Supervised sentiment: overview of the Stanford Sentiment Treebank


In [1]:
__author__ = "Christopher Potts"
__version__ = "CS224u, Stanford, Spring 2020"

Overview of this unit

We have a few inter-related goals for this unit:

  • Provide a basic introduction to supervised learning in the context of a problem that has long been central to academic research and industry applications: sentiment analysis.

  • Explore and evaluate a diverse array of methods for modeling sentiment:

    • Hand-built feature functions with (mostly linear) classifiers
    • Dense feature representations derived from VSMs as we built them in the previous unit
    • Recurrent neural networks (RNNs)
    • Tree-structured neural networks
  • Begin discussing and implementing responsible methods for hyperparameter optimization and classifier assessment and comparison.

The unit is built around the Stanford Sentiment Treebank (SST), a widely-used resource for evaluating supervised NLU models, and one that provides rich linguistic representations.

Paths through the material

  • If you're relatively new to supervised learning, we suggest studying the details of this notebook closely and following the links to additional resources.
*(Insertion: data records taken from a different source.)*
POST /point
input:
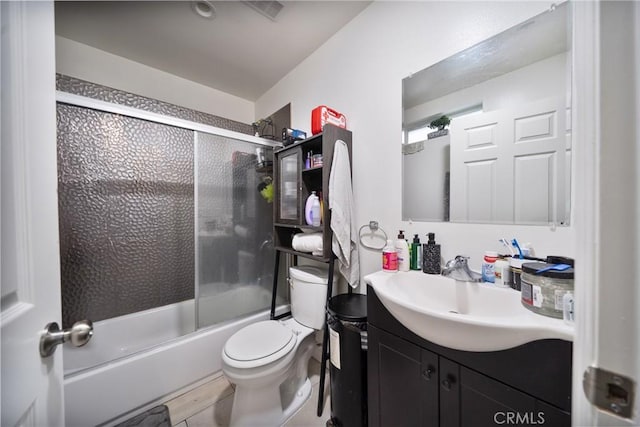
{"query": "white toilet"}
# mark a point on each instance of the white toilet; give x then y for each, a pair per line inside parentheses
(267, 361)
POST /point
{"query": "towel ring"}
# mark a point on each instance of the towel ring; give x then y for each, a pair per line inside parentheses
(373, 227)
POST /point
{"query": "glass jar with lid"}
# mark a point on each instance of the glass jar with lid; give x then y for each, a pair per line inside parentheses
(543, 291)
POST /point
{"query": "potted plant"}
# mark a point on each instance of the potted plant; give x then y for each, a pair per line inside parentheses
(441, 126)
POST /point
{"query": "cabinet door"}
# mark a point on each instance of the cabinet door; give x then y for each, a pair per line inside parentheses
(487, 402)
(403, 383)
(449, 393)
(289, 187)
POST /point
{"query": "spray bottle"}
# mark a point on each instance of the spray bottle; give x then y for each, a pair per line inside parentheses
(416, 254)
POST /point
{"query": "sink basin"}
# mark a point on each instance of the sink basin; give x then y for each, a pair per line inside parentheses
(463, 315)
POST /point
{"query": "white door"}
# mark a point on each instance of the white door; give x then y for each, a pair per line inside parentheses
(509, 165)
(478, 150)
(32, 393)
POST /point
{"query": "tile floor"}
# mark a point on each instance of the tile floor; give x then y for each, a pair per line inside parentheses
(210, 404)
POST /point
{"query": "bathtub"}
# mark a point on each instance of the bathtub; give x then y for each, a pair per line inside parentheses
(113, 375)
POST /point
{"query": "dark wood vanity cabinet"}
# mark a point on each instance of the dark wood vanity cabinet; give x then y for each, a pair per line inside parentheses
(414, 382)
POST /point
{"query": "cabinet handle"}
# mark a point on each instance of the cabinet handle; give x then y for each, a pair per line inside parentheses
(448, 382)
(428, 372)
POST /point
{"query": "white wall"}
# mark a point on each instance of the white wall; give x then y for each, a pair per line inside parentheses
(97, 66)
(359, 72)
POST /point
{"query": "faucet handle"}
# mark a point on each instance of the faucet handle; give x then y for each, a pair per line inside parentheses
(458, 260)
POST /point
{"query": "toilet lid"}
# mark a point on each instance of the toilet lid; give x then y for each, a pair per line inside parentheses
(260, 340)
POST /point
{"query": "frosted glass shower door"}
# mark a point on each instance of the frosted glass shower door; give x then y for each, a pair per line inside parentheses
(234, 229)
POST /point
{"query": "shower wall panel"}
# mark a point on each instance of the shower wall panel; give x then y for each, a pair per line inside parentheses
(126, 205)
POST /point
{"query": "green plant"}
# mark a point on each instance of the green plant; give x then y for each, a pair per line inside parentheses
(440, 123)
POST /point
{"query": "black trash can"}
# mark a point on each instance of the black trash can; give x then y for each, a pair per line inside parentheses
(347, 321)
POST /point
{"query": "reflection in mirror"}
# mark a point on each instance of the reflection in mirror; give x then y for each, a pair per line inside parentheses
(506, 155)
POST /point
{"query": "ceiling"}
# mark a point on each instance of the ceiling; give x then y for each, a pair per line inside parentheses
(239, 51)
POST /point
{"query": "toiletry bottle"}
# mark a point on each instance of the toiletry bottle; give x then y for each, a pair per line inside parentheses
(488, 266)
(416, 254)
(431, 256)
(307, 162)
(315, 210)
(402, 247)
(389, 258)
(502, 273)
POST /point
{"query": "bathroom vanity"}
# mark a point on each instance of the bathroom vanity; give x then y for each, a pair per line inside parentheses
(415, 382)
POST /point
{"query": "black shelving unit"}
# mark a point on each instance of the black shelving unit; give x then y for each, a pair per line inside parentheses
(293, 184)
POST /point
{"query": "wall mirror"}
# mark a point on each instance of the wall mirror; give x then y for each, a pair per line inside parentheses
(505, 157)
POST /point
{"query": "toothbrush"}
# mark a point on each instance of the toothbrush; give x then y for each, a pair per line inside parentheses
(514, 242)
(556, 267)
(506, 244)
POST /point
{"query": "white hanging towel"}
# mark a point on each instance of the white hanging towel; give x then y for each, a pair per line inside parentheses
(344, 242)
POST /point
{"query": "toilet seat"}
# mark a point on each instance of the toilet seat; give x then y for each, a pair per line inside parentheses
(259, 344)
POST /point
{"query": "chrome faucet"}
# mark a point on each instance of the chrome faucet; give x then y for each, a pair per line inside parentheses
(458, 269)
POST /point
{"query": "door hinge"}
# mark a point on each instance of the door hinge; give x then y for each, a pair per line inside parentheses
(608, 391)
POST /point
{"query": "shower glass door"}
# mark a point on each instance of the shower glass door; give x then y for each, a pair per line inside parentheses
(234, 223)
(126, 209)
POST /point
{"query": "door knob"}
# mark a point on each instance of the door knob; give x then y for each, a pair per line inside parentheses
(79, 334)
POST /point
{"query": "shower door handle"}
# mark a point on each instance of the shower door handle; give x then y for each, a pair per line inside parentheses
(79, 334)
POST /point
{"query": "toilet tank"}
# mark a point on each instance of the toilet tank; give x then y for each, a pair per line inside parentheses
(308, 288)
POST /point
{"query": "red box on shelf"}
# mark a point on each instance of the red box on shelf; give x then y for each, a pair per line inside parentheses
(322, 115)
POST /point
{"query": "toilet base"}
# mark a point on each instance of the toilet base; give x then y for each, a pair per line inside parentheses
(262, 407)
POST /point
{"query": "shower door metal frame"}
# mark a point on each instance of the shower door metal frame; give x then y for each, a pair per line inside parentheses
(124, 110)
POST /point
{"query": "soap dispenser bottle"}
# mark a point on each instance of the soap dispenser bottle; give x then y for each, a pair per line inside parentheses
(402, 247)
(431, 255)
(389, 257)
(416, 254)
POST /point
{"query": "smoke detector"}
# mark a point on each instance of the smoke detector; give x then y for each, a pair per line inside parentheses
(204, 8)
(270, 9)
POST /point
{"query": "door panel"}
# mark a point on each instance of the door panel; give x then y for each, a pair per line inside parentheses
(510, 165)
(31, 386)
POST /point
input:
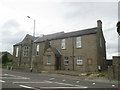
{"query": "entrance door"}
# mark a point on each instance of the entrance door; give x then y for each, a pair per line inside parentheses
(58, 65)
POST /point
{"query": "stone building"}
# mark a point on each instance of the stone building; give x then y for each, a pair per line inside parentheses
(82, 50)
(23, 51)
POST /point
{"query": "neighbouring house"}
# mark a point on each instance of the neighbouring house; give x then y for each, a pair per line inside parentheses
(109, 62)
(82, 50)
(10, 57)
(23, 51)
(114, 69)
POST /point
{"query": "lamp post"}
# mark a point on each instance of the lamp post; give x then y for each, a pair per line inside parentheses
(31, 68)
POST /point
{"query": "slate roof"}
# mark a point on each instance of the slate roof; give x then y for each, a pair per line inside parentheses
(62, 35)
(55, 51)
(29, 37)
(48, 37)
(78, 33)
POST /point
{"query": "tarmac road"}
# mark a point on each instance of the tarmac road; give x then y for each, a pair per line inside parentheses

  • If you're familiar with supervised learning, then you can focus right away on innovative feature representations and modeling.

  • As of this writing, the state-of-the-art for the SST seems to be around 88% accuracy for the binary problem and 48% accuracy for the five-class problem. Perhaps you can best these numbers!

Overview of this notebook

This is the first notebook in this unit. It does two things:

  • Introduces sentiment analysis as a task.
  • Introduces the SST and our tools for reading that corpus.

The complexity of sentiment analysis

Sentiment analysis seems simple at first but turns out to exhibit all of the complexity of full natural language understanding. To see this, consider how your intuitions about the sentiment of the following sentences can change depending on perspective, social relationships, tone of voice, and other aspects of the context of utterance:

  1. There was an earthquake in LA.
  2. The team failed the physical challenge. (We win/lose!)
  3. They said it would be great. They were right/wrong.
  4. Many consider the masterpiece bewildering, boring, slow-moving or annoying.
  5. The party fat-cats are sipping their expensive, imported wines.
  6. Oh, you're terrible!

SST mostly steers around these challenges by including only focused, evaluative texts (sentences from movie reviews), but you should have them in mind if you consider new domains and applications for the ideas.

Set-up

  • Make sure your environment includes all the requirements for the cs224u repository.

  • If you haven't already, download the course data, unpack it, and place it in the directory containing the course repository – the same directory as this notebook. (If you want to put it somewhere else, change SST_HOME below.)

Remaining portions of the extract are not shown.